Can I Record a Conversation With My Child Without Consent?
It is a Class H felony in North Carolina, per North Carolina’s Electronic Surveillance Act, when a person, without the consent of at least one party to the communication, willfully intercepts, or endeavors to intercept, any oral communication. See N.C. Gen.Stat. § 15A–287.
However, there is an exception to this statute. This is when a custodial parent vicariously consents to an interception of a recording on behalf of a minor child based upon good faith and reasonable belief that such interception is in the child’s best interest. Kroh v. Kroh, 152 N.C.App. 347, 353 (2002). This is called the “Vicarious Consent Doctrine.”
Vicarious Consent Doctrine
North Carolina Courts have applied this exception based on a Federal Act, the Omnibus Crime Control and Safe Streets Act of 1968.
The purpose of the act was to protect the privacy of oral communications. Title III of the act addresses the issue regarding whether parents have the right to speak for their children and waive their children’s rights to privacy.
North Carolina has adopted this part of the act to address the issue of recording conversations between a parent and a child.
However, the Courts in North Carolina have applied this exception in limited circumstances. The Courts require that the parent must, in good faith, have a reasonable belief that recording a conversation between a parent and child will be in the best interest of that child.
Examples of scenarios where the Courts have allowed such recorded conversations include the parent recording the conversation believing the other parent is manipulating the child, harming the child, or abusing the child.
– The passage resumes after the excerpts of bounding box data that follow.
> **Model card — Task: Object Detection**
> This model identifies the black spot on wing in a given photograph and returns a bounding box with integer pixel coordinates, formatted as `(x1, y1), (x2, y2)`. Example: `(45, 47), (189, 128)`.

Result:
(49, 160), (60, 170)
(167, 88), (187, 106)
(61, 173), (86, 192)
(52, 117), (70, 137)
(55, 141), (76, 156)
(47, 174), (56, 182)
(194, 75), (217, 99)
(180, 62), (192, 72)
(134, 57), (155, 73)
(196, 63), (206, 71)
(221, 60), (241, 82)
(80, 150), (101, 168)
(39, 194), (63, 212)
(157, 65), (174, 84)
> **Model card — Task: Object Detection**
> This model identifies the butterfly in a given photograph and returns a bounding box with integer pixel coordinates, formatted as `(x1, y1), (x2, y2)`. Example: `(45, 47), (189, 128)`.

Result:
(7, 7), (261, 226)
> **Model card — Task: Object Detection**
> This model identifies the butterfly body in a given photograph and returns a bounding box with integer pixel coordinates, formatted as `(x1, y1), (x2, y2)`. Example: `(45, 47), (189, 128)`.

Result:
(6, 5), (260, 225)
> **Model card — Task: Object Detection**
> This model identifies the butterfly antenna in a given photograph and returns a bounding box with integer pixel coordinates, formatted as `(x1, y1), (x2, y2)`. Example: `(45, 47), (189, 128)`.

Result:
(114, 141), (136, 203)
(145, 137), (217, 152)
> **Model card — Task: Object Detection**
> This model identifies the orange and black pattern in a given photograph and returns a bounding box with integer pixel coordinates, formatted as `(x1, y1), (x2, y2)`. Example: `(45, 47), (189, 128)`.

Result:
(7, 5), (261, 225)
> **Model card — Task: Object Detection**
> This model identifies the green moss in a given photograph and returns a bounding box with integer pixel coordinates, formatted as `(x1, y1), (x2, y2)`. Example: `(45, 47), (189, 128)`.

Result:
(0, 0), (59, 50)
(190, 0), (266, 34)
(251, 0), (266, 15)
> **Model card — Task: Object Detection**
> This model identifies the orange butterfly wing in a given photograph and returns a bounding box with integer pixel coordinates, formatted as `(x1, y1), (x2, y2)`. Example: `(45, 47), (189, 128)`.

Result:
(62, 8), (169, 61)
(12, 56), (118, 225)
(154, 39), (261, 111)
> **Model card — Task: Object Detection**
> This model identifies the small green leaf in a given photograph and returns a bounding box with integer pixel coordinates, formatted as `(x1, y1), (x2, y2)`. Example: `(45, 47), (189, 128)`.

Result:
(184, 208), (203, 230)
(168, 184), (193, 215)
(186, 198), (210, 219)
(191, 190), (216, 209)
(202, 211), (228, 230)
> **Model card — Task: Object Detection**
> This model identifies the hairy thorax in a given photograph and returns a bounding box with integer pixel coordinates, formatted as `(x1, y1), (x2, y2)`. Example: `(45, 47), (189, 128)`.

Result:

Again, the key is that it must be good faith, reasonable belief that such is occurring before the parent may attempt to intercept a conversation between the child and the other parent. The Court explains that in these scenarios, the parent may then “vicariously consent” on behalf of the child in intercepting such conversations between the parent and the child.
There is a catch to this doctrine.
The Courts will not permit a parent to record the other parent’s conversations to “get back” at the other parent or to try and use his words against him in Court. In addition, the parent must reasonably believe that mental or physical harm is occurring to have a basis to attach a recording device.
However, the Courts have also decided that a minor child over the age of 12 may consent to record the child and the other parent. The Courts have held that this is not in violation of the act because the consent of one of the parties to the conversation is present. Yet, the Courts caution bringing a child into the middle of what could be simply a battle between the parents.
Either way, the Courts are not condoning or implying that such recordings become a part of a custody battle, as the Court’s number one priority is always going to be the best interest of the child, not the best interests of the parents.